First off, I’m a big fan of Italian genre cinema in general and of the director Antonio Margheriti in particular. This isn’t film as art but commerce. The Italians were experts at exploiting the popularity of various American films and selling the imitations worldwide. This particular film is (obviously) derivative of Indiana Jones with a little James Bond thrown in.
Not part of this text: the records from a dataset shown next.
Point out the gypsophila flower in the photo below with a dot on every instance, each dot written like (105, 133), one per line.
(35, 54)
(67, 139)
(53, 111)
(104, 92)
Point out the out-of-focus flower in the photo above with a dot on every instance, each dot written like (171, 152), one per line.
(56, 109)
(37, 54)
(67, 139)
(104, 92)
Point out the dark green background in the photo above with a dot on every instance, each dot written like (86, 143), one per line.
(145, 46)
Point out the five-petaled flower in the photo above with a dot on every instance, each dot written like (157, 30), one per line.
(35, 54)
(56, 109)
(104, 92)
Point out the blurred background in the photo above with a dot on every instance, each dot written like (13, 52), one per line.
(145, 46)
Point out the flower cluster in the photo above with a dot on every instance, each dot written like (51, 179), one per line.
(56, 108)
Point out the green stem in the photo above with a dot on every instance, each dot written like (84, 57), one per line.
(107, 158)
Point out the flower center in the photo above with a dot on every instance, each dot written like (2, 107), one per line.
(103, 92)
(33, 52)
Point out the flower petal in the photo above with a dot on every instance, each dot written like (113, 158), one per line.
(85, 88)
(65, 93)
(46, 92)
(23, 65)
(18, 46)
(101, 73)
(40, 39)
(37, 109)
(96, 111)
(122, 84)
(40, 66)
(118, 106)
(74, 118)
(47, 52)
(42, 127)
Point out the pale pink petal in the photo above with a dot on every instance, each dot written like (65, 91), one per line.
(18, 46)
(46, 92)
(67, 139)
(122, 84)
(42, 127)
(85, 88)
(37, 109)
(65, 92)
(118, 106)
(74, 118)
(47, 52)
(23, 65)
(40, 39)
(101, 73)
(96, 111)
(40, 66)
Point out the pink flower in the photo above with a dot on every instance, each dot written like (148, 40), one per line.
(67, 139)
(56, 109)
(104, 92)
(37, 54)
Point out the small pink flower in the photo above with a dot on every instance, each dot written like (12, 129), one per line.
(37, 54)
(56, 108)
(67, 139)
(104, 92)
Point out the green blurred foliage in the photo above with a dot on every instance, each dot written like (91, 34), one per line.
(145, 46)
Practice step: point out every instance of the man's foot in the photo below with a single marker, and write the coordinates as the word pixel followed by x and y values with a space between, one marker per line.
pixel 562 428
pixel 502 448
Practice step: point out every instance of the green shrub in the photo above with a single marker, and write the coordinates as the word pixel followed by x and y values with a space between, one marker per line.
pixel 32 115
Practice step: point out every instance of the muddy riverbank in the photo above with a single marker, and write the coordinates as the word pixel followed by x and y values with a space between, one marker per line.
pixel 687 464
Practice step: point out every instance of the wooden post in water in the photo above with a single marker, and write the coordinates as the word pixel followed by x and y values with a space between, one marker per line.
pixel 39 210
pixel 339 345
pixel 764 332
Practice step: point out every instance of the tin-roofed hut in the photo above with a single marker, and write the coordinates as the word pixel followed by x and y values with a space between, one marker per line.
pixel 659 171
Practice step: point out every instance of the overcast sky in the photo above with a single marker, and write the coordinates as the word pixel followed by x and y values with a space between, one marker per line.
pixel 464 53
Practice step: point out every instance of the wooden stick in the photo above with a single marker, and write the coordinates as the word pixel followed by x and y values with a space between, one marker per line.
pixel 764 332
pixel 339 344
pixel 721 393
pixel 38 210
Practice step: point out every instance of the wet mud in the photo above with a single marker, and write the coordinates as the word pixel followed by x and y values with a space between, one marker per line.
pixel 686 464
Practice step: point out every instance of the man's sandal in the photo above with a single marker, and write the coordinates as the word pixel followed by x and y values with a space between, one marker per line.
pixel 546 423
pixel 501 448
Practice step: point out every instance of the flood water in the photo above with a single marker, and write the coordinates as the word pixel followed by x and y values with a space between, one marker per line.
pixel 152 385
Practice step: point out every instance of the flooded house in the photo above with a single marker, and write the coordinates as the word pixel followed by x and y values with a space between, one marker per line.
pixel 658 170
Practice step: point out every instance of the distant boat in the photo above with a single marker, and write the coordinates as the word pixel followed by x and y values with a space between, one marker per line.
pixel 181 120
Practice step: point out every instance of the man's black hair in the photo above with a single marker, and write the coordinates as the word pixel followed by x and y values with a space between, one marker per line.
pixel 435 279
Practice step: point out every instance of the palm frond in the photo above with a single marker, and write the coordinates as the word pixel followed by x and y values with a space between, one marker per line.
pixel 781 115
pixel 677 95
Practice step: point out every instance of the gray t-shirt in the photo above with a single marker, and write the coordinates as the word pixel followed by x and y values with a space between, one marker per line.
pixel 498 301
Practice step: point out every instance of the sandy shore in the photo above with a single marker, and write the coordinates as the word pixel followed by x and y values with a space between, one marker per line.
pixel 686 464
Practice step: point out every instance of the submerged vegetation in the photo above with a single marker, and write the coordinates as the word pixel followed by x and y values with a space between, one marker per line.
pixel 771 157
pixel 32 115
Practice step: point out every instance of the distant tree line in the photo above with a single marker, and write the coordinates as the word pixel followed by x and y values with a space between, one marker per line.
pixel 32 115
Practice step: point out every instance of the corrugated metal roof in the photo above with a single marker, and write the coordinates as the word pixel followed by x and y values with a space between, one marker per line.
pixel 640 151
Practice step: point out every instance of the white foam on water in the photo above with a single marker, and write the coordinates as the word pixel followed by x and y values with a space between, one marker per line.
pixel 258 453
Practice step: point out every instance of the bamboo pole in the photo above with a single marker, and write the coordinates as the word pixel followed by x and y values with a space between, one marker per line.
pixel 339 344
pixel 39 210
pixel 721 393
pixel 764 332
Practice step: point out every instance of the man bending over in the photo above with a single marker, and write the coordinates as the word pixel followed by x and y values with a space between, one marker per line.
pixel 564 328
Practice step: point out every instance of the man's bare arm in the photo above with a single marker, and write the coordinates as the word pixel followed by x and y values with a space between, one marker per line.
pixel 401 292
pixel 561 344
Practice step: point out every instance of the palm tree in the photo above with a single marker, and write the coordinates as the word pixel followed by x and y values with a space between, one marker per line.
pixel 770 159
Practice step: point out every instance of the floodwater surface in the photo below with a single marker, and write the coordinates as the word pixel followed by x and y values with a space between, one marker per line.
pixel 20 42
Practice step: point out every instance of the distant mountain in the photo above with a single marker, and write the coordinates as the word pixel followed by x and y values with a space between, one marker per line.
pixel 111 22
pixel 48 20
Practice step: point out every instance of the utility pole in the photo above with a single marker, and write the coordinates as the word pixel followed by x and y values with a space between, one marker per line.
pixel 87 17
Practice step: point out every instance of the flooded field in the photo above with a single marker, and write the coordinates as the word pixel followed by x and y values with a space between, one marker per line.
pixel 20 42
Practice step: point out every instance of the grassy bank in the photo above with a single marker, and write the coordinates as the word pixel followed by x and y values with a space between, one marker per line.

Margheriti was a very competent director who elevated the cheap films he directed. He almost always assembles a solid cast (as is the case in Ark of the Sun God) and packs his movies full of outlandish special effects. His use of miniatures is especially impressive although this film doesn’t reflect his best use of them. Although I have high praise for his work both in this film and others, many people will laugh at what is presented. It is a cheap film and the FX aren’t always anywhere near Hollywood standards. But Margheriti still consistently produced entertaining films, on the cheap, with exotic locations (in this case Turkey), and wild FX. It’s the cinema equivalent of a comic book from the 50s…cheap, disposable, juvenile, but fun as hell.
As to this film in particular, Ark of the Sun God is an entertaining adventure film that takes place mostly in Turkey. David Warbeck is solid (as usual) as the lead, as is John Steiner who takes on a secondary role. Lucinno Pigozzi, who is a regular in Antonio Margheriti’s films, returns here as Beetle–he was a very solid character actor little known outside of Italy. Of course the whole movie is dubbed (many Italian genre films of the era were filmed without sound and dubbed in post-production). The plot involves finding and stealing a valuable artifact from an ancient tomb, all the while being chased by various goons. Standard boilerplate nonsense. The whole thing is utterly ridiculous and disposable. If you’re looking for innovative cinema, look elsewhere. But the movie is fun in the same way as those old comic books were. They were pretty much considered disposable schlock as well until folks began to appreciate the talent that went into creating them.